The most interesting feature is the ajax-based "lazy loading". Once the end of the page is reached, new content appears. Looks like an alternative to paging for me.

Moving Line
What makes me that I like that website is the simple and clean layout incorporated with the contrasting colours. Beige background and black elements with white and light gray content work really well. The details page for projects is equipped with the image carousel and show/hide content.

Mammut Medien
Coincidentally, the last German website it this showcase uses similar colour palette as the previous ones. Beige (or ecru?) background and dark gray content with additional blue. Works fine for me. The typography is also worth attention where chunky headings use Cufon as font replacement technique.
What personally annoys me is the exposure to social medias - some page have to many of those buttons.

The Swedes
Destination Skelleftea
Really nice and clean website could work even better if the language selector was more obvious. It took me while to locate and click that tiny flag for English version. OK, no more ranting.
The best thing about that website is the main navigation related to the activities that you can actually do. Nothing explains more like "See", "Do" or "Travel". Each of the main sections has its own dedicated colour for the heading and the sub-navigation, which is strictly related to the selected section (just see Eat or Travel).

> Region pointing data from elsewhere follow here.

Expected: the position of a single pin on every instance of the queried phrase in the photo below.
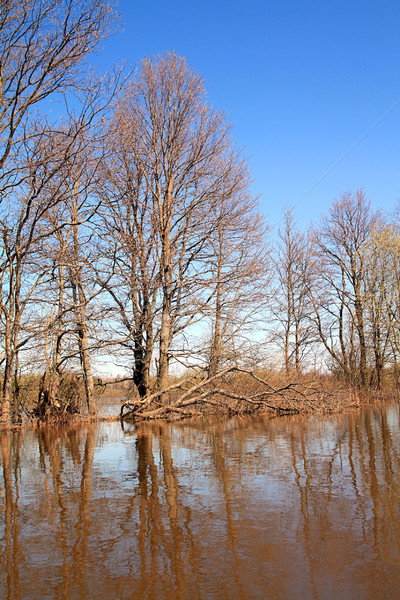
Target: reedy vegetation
(128, 231)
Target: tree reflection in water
(248, 508)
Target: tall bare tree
(184, 162)
(340, 297)
(291, 304)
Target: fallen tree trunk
(234, 391)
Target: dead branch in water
(233, 390)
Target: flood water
(298, 507)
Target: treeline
(129, 232)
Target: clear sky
(302, 82)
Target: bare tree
(339, 295)
(291, 303)
(183, 161)
(42, 50)
(236, 275)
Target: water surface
(297, 507)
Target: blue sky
(301, 81)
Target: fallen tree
(234, 391)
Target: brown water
(296, 508)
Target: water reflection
(287, 508)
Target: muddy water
(287, 508)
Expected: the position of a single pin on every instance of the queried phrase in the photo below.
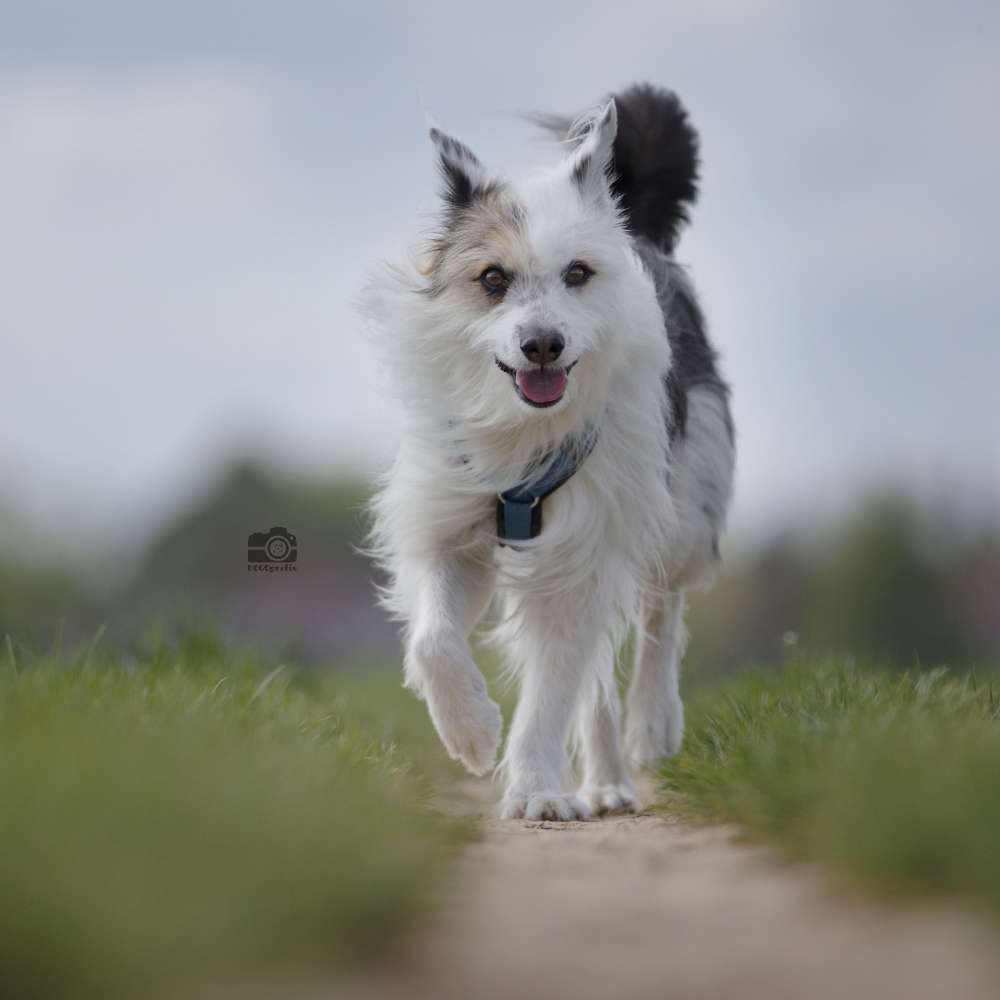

The interesting feature is the weather forecast panel that says "right now" for the current weather state.

Thomson Interactive Media
Looks like beige (or ecru) is quite popular. This interactive media company from Skelleftea (^) uses similar colour pallet on their website as described above the German ones. The layout is good organised and usage of the white space makes the content easy to read (at least for me).
What I find interesting is the sticky search form and big slim headings (Cufon as font replacement solution).

From Down Under
Let's move on to the outer location, Oz.
Charles Elena Design
This one-page website has quite unique and good looking layout. Use of nice graphics, colours (white, red, gray and black) and scroll-to (hello jQuery) functionality gives the impression of one consistent flow. What also looks good is the sticky header with the logo and main navigation.

FOX Classic
How to make website for classic movies channel more interesting and cool looking? Get some nice stills from the movie and get them working as full page background slideshow. And don't forget to include the picture of some lovely ladies and bad-asses (like Clint Eastwood smoking cigar).
Stills from the movies or movie related artworks are also included as page background when you view movie details. All combined with dark colours gives you the impression that you deal with something classic.

I'm (not) afraid of Americans
Joyent
The reason why I chose this website is not the layout and design. Can say that website is well-designed and the effort has paid off. The real reason is the interactive info-graphic (see "technology" section) done by Dave Shea (guy needs no introduction if you are into web standards). Normally I would expect flash over there but everything is HTML, PNG and JS-based. Nothing to add - just love it.
In the meantime Dave also found out, that PNG transparency support in IE8 still sucks.